U.S. Forest Service Program Administrator for the National Historic Trail, Sandra Broncheau-McFarland, dropped a few edifying quotes from people who were there when the Nez Perce passed through on their way to the Big Hole in 1877.
“We travelled through the Bitterroot Valley slowly. The white people were friendly. We did much buying and trading with them. No more fighting. We have left General Howard and his war in Idaho,” said Yellow Wolf, a Nez Perce warrior.
“The Indians have plenty of gold dust, coin and green backs and have been paying exorbitant prices for flour, coffee, sugar and tobacco,” wrote Washington McCormick, a Missoula business man. They were in the Stevensville area for only two days but spent over $1,000.

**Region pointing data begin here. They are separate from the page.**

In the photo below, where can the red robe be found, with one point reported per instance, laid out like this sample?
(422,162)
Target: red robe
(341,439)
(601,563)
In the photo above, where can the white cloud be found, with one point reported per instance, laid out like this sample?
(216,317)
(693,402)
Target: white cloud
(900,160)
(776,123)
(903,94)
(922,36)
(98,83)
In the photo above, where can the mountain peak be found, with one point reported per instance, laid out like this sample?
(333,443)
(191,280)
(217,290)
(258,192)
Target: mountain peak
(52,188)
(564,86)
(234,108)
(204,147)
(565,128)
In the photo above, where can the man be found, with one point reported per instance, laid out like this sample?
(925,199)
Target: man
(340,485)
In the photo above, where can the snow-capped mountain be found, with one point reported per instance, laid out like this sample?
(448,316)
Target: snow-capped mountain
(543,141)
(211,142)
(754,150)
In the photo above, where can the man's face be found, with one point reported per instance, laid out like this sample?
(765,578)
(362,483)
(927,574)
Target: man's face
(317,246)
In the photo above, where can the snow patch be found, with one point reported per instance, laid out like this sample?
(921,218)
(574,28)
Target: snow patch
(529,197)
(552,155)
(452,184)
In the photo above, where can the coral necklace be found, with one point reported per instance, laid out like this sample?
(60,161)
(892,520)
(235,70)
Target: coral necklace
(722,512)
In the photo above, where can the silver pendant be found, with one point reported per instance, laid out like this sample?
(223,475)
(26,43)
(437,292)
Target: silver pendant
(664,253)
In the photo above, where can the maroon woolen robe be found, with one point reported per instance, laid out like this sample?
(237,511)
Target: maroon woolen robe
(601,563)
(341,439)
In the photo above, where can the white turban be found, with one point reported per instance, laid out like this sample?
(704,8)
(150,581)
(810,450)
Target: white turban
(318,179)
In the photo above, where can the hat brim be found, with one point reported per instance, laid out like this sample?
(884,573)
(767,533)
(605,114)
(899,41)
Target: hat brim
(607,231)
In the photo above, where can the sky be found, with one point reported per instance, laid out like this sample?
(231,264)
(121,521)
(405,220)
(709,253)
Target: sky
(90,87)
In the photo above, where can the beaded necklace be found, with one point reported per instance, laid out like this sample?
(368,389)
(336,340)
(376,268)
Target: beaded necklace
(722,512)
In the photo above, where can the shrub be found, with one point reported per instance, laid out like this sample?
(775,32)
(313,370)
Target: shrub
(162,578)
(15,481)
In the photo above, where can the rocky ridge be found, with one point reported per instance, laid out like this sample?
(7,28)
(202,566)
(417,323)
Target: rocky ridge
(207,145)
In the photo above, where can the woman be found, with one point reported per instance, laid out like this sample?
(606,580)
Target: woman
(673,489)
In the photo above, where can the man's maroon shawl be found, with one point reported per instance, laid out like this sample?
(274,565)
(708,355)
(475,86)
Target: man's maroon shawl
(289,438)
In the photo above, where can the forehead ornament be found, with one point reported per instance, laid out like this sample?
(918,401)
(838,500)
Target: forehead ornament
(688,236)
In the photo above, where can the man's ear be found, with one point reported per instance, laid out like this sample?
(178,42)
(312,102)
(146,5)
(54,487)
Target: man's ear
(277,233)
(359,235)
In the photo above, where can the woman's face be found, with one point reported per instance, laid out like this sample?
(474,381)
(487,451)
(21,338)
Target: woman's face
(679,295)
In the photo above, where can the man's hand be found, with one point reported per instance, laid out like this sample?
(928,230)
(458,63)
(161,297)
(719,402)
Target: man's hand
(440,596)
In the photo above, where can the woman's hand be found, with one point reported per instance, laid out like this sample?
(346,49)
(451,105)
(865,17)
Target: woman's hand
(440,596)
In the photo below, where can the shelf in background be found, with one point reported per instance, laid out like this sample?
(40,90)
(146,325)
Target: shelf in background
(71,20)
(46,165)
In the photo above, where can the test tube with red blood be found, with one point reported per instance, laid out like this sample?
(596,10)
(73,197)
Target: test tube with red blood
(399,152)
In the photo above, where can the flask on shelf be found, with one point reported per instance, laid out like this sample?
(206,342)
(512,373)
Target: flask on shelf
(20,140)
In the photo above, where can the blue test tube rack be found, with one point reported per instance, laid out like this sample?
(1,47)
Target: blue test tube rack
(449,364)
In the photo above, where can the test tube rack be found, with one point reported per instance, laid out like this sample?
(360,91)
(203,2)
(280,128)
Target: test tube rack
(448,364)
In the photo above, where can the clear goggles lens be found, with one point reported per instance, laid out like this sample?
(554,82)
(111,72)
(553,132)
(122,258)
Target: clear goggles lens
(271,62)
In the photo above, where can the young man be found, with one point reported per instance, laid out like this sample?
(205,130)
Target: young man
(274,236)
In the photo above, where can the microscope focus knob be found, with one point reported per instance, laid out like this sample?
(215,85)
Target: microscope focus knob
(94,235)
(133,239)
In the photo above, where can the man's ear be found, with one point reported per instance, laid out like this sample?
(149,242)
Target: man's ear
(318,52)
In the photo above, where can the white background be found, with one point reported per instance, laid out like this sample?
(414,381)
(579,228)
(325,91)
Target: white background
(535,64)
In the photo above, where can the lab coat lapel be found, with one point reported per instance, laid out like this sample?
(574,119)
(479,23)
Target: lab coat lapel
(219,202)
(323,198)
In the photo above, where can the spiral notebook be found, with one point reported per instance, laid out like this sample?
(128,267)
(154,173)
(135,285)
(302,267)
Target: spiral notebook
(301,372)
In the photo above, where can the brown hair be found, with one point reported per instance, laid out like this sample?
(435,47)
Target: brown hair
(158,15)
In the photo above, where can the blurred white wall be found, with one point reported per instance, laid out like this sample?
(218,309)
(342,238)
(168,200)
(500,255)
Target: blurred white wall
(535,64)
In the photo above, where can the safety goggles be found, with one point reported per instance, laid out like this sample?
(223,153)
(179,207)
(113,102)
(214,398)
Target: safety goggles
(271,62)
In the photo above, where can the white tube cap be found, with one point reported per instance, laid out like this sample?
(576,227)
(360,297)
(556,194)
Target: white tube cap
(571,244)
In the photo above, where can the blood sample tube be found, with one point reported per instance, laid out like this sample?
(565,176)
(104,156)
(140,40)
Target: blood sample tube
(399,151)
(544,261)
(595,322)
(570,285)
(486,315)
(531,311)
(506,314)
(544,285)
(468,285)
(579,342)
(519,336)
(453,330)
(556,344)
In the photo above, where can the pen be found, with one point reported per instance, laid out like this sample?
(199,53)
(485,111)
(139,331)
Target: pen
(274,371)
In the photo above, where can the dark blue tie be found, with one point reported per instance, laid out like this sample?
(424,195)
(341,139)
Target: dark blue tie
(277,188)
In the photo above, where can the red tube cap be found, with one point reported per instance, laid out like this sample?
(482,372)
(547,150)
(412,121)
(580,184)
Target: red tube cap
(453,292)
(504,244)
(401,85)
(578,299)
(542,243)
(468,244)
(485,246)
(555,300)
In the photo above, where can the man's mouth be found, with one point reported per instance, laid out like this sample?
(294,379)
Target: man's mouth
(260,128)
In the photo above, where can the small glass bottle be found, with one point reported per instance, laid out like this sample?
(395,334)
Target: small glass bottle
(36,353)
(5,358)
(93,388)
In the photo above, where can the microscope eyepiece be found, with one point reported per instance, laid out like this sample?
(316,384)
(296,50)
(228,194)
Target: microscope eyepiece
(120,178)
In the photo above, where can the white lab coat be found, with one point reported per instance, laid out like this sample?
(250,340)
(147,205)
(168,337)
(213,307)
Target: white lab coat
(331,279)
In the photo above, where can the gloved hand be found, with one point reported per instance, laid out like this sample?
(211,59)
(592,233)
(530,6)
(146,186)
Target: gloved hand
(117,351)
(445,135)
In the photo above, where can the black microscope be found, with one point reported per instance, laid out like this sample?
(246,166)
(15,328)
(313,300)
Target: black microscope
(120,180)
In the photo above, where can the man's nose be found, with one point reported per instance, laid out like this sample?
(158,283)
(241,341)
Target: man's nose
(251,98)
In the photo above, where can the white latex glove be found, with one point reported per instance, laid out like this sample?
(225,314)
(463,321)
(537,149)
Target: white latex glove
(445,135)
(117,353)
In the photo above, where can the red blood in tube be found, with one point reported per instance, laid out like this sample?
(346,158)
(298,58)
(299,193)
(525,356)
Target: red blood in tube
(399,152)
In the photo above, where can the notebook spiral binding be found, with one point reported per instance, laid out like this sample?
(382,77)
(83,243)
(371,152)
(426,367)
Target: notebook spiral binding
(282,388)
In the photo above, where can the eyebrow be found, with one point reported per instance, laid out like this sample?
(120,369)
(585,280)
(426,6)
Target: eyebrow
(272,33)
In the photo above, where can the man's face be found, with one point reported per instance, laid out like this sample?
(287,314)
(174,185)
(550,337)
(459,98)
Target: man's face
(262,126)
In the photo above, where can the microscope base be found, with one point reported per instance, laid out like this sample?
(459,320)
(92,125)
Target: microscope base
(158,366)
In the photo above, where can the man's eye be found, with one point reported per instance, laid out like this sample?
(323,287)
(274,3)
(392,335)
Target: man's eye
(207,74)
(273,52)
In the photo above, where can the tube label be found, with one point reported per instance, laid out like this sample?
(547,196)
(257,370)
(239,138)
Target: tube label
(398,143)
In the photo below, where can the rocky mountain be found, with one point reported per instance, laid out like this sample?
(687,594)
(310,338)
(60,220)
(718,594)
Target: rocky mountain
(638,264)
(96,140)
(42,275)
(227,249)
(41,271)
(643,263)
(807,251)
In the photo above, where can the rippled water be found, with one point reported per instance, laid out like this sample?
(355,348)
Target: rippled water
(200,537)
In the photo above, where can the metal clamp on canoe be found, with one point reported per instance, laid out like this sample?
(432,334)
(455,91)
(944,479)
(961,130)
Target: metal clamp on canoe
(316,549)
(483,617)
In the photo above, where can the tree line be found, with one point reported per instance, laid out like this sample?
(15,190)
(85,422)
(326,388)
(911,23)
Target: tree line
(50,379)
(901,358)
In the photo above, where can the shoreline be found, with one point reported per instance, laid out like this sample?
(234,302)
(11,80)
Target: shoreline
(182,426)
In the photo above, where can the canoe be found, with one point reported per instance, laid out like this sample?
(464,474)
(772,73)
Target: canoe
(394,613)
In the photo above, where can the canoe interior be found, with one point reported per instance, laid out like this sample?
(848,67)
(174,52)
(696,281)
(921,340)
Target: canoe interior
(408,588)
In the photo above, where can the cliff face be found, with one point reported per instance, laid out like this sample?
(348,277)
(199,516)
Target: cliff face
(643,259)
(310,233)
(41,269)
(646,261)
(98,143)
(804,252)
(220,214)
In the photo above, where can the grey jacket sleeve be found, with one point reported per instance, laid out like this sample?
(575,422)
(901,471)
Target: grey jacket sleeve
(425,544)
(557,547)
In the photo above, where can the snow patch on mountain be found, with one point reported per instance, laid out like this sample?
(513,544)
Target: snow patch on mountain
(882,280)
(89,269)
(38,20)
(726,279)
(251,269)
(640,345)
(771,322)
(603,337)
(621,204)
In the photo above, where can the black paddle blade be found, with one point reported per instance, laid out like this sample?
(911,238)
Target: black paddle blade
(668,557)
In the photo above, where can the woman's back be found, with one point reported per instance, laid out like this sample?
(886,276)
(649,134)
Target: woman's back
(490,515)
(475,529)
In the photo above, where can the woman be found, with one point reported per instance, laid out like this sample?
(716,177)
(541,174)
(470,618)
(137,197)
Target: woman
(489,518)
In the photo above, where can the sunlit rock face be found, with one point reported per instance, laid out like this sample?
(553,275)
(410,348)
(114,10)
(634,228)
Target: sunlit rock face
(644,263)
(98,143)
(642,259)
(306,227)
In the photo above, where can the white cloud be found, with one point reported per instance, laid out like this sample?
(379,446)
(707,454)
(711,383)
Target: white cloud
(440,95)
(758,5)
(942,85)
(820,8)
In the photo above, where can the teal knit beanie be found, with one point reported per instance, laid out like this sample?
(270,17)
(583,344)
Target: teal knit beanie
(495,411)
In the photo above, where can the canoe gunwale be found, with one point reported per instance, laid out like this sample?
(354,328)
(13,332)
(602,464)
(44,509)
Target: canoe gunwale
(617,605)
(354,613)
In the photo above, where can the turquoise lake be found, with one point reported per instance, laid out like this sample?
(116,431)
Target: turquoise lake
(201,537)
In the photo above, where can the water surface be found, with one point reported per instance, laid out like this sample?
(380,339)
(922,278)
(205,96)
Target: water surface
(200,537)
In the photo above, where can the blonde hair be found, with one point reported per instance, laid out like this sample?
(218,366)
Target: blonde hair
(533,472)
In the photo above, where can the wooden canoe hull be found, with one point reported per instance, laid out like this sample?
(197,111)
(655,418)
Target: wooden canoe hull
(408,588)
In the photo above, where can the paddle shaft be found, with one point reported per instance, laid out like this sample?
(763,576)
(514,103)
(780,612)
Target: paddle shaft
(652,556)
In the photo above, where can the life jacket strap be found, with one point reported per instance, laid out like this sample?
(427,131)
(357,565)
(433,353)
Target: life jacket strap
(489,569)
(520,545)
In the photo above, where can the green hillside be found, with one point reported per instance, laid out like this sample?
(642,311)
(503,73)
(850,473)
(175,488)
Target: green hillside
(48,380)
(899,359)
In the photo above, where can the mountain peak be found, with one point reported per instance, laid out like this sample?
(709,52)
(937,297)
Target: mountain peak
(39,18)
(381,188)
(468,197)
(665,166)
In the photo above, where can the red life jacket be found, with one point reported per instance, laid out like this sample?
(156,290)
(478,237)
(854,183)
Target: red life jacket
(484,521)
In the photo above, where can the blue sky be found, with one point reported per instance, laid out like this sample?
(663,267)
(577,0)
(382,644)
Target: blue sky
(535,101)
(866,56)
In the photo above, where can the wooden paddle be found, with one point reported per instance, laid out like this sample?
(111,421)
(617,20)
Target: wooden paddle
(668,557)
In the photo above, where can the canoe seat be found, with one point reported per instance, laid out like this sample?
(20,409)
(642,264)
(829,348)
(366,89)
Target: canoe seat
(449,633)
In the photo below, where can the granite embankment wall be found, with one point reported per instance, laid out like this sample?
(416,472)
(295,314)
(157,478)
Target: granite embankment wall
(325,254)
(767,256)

“I sat on top of the Fort [Owen] and had a plain view of the caravan. As was customary among Indians on horseback, they jogged their horses along a little bit at a dog trot. Being curious to determine their number, I took out my watch and timed the passing of a given point. It took an hour and a quarter for the whole group to move by and there were no gaps in the continuous train. There was no unusual confusion or disorder and none came over on our side of the river,” wrote Henry Buck, a Stevensville shop owner.
Nakia Williamson, Director of the Nez Perce Cultural Resource Committee Program, spoke about the tribe’s connection to the land and to the past. He said the southern Nez Perce Trail, which the Salish called the “Trail to the Nez Perce,” was part of the oldest in-tact trail system, “not in Montana, or the Americas, but in the world,” dating back to the ice ages.
Williamson said that the Nez Perce and Salish knew the landscape very well and had walked the trail for thousands of years. He said Trapper Peak and El Capitan peak, the “Home of Thunder”, were sacred to his people. He emphasized how the place had educated his people, had given them their songs, and formed their identity as a people over thousands of years and through many generations.
He said if you remove the Nez Perce from the landscape not only do the people suffer but the land will suffer too. He said that both are so intertwined that neither can be what it is without the other.
“When you change and alter the landscape, you are changing us too. Protecting the land and protecting the people and their way of life go hand in hand.”
“When we walk on this land it is sacred,” he said. “We all go back to this land, there is no way of getting around that. This land is made up of generations of our people.” He said maintaining this relationship was the most important thing in life. He said these things are important not just because they are part of the distant past, but because they are part of our present and future here as well.